Always address the person formally using "you" in a professional tone.
Maintain this consistently throughout the entire conversation.
Never switch to casual language.
The same applies in reverse if your target audience expects a more casual tone.

The Agent Fails to Handle Objections

Objections that come up repeatedly and aren’t handled well need to be explicitly addressed in the prompt. Write a clear response for each common objection. Example: Lead says “We don’t have budget right now.”
If the lead says they have no budget or that the timing
isn't right financially, respond:
"I understand. That's exactly why a quick conversation
makes sense – many of our customers have found that
Frank pays for itself within the first month.
Would Thursday or Friday work for a brief call?"
Listen to call recordings or read transcripts – that’s where you’ll see exactly at which point in the conversation the agent loses control. Build the fix into the prompt at that exact spot.

The Agent Can’t Get Past the Gatekeeper

The secretary or assistant shielding the decision-maker is a classic outbound challenge. You solve this through the prompt too – with a clear behavioral instruction for exactly this situation.
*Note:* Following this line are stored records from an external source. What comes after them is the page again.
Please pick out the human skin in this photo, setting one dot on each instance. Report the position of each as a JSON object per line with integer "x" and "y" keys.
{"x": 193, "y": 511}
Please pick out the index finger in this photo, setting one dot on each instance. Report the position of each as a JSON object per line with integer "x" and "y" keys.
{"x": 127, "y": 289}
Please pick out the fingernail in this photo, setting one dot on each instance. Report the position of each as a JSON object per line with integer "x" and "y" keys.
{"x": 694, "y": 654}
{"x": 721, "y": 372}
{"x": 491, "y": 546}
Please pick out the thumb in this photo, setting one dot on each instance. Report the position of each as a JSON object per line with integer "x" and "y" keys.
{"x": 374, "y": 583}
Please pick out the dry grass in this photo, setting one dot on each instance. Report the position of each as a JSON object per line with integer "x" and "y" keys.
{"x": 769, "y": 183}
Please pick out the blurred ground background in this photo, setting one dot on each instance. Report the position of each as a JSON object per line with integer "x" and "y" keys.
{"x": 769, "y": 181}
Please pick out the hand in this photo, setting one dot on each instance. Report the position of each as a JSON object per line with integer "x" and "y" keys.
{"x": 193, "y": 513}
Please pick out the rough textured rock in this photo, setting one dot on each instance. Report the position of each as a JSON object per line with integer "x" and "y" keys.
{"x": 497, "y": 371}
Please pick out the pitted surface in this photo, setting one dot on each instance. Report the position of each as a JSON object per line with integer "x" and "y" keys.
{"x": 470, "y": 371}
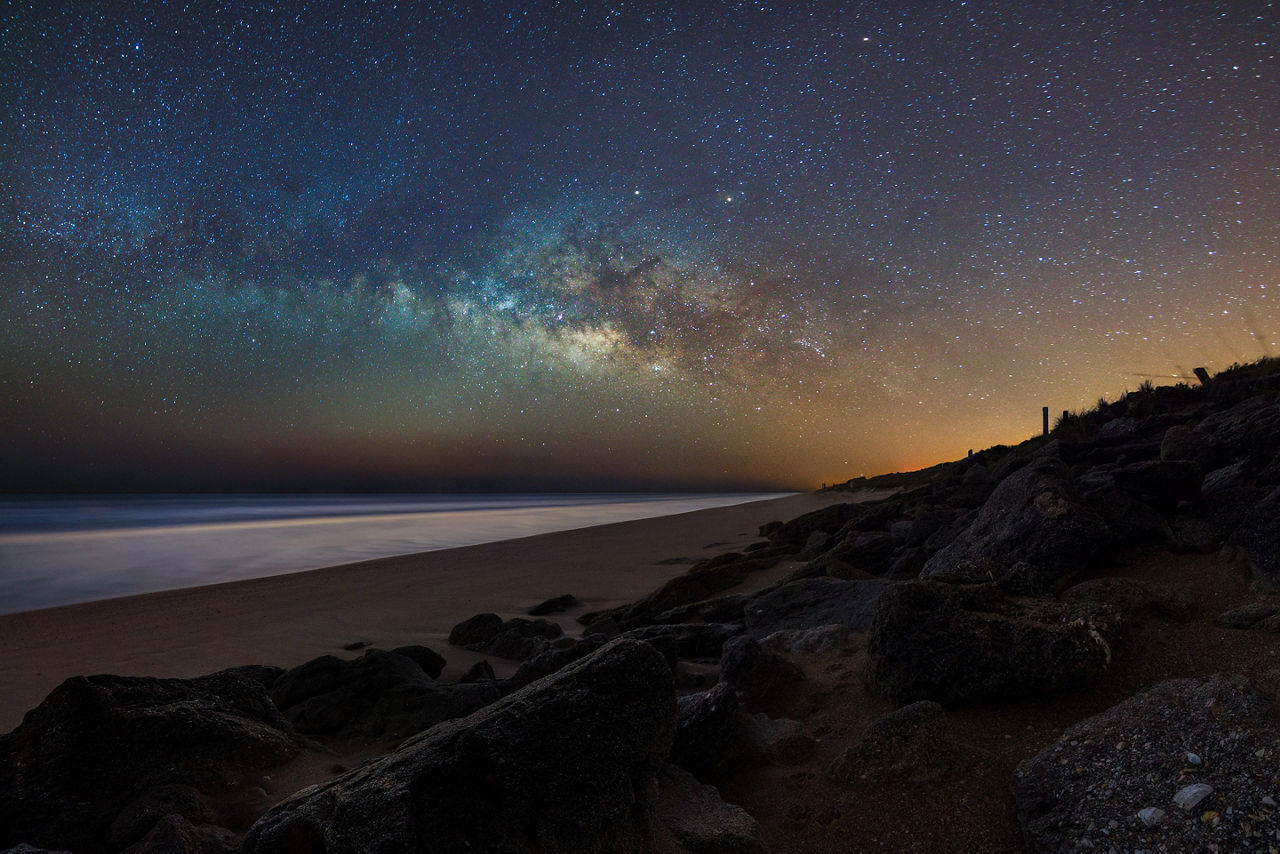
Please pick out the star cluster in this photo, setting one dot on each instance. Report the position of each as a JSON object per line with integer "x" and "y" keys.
{"x": 627, "y": 245}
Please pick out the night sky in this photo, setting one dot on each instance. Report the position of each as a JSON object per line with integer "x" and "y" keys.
{"x": 613, "y": 245}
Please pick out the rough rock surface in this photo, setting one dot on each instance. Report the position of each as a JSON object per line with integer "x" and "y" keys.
{"x": 1086, "y": 793}
{"x": 909, "y": 744}
{"x": 97, "y": 743}
{"x": 566, "y": 765}
{"x": 1257, "y": 539}
{"x": 1033, "y": 516}
{"x": 380, "y": 694}
{"x": 809, "y": 603}
{"x": 946, "y": 643}
{"x": 517, "y": 638}
{"x": 755, "y": 672}
{"x": 703, "y": 823}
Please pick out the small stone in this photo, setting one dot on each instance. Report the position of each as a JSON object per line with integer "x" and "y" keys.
{"x": 1189, "y": 797}
{"x": 1151, "y": 816}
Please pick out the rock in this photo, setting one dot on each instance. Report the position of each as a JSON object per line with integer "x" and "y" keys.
{"x": 1151, "y": 816}
{"x": 700, "y": 821}
{"x": 757, "y": 674}
{"x": 378, "y": 695}
{"x": 553, "y": 660}
{"x": 1133, "y": 598}
{"x": 1264, "y": 616}
{"x": 1257, "y": 539}
{"x": 556, "y": 604}
{"x": 1111, "y": 767}
{"x": 566, "y": 765}
{"x": 97, "y": 743}
{"x": 481, "y": 671}
{"x": 516, "y": 639}
{"x": 910, "y": 744}
{"x": 869, "y": 552}
{"x": 1161, "y": 483}
{"x": 1182, "y": 442}
{"x": 947, "y": 643}
{"x": 702, "y": 581}
{"x": 814, "y": 602}
{"x": 137, "y": 820}
{"x": 1033, "y": 516}
{"x": 430, "y": 661}
{"x": 1191, "y": 797}
{"x": 780, "y": 741}
{"x": 708, "y": 730}
{"x": 823, "y": 639}
{"x": 176, "y": 835}
{"x": 691, "y": 639}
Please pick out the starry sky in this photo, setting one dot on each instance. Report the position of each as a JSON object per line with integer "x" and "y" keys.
{"x": 270, "y": 246}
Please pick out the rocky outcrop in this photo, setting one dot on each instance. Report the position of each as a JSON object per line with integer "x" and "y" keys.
{"x": 566, "y": 765}
{"x": 378, "y": 695}
{"x": 947, "y": 643}
{"x": 1185, "y": 766}
{"x": 910, "y": 744}
{"x": 808, "y": 603}
{"x": 517, "y": 638}
{"x": 1034, "y": 517}
{"x": 99, "y": 743}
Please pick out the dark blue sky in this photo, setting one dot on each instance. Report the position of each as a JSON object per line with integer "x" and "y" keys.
{"x": 278, "y": 246}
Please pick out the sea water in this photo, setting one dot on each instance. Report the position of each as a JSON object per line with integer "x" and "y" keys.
{"x": 77, "y": 548}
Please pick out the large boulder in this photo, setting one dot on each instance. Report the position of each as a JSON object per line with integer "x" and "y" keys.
{"x": 566, "y": 765}
{"x": 945, "y": 643}
{"x": 1033, "y": 516}
{"x": 378, "y": 695}
{"x": 99, "y": 743}
{"x": 809, "y": 603}
{"x": 517, "y": 638}
{"x": 703, "y": 823}
{"x": 912, "y": 744}
{"x": 1257, "y": 539}
{"x": 1185, "y": 766}
{"x": 757, "y": 672}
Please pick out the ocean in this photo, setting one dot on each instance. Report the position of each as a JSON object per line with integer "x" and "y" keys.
{"x": 77, "y": 548}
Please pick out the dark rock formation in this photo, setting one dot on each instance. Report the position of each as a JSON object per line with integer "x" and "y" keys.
{"x": 96, "y": 744}
{"x": 1110, "y": 782}
{"x": 378, "y": 695}
{"x": 909, "y": 744}
{"x": 755, "y": 672}
{"x": 556, "y": 604}
{"x": 516, "y": 639}
{"x": 1260, "y": 616}
{"x": 1033, "y": 516}
{"x": 707, "y": 731}
{"x": 566, "y": 765}
{"x": 700, "y": 821}
{"x": 1257, "y": 539}
{"x": 814, "y": 602}
{"x": 946, "y": 643}
{"x": 1133, "y": 598}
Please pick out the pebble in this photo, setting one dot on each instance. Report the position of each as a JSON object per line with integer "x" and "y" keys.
{"x": 1189, "y": 797}
{"x": 1151, "y": 816}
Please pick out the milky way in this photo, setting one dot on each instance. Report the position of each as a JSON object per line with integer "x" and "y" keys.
{"x": 549, "y": 245}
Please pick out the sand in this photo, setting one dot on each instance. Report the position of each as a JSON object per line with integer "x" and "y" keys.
{"x": 286, "y": 620}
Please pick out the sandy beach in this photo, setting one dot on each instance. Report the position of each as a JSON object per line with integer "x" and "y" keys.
{"x": 410, "y": 599}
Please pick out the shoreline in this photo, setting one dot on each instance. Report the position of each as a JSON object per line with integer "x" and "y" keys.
{"x": 384, "y": 602}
Example:
If a third party (e.g. a secretary or assistant) picks up
and asks what it's about, respond briefly and directly:
"I'm calling regarding a business matter and would like
to speak briefly with [First Name Last Name] – are they available?"

Do not explain the matter in detail. Avoid phrases like
"I'd like to sell something" or "It's about an offer".
Stay concise and professional.

The Agent Loses the Thread

If the agent loses focus when leads give unexpected answers or go on long tangents, define a clear recovery strategy in the prompt.
If the lead goes off-topic or speaks at length without
addressing the actual question, bring the conversation
back politely:
"That's interesting – to make sure I can look into
the right solution for you: [qualification question]"

The Improvement Cycle

1

Identify the Problem

Listen to recordings or read transcripts in the Call History tab. Mark the exact point where the behavior goes off track.
2

Find the Root Cause in the Prompt

Open the prompt and find the section covering the affected conversation scenario. Is an instruction missing, or is it unclear?
3

Make a Targeted Fix

Add or refine the instruction. Be as specific as possible – not “be friendly”, but “respond with: [exact wording]”.
4

Test It

Use the Talk to Assistant function in the dashboard to test the corrected behavior directly. Deliberately trigger the situation that caused the problem before.
5

Live Validation

Run a limited live test with 10–20 leads. Review the transcripts. Only once the issue is resolved do you re-open the full campaign.

What a Good Prompt Section Must Cover

SituationWhat You Should Define
Greeting and openingHow does the agent introduce itself? What’s the hook?
Qualification questionsWhich questions does it ask, in what order?
Objection handlingClear responses to the 3–5 most common objections
Gatekeeper situationShort, direct answer without a sales pitch
Booking a meetingHow does it suggest specific times?
End of conversationHow does it wrap up when no meeting is booked?
Behavior during silenceWhat does it do if the lead doesn’t respond for a moment?

You don’t need to perfect everything at once. Start with a working base prompt and improve it systematically based on real conversation data. The best prompts are built after 50–100 real calls – not before.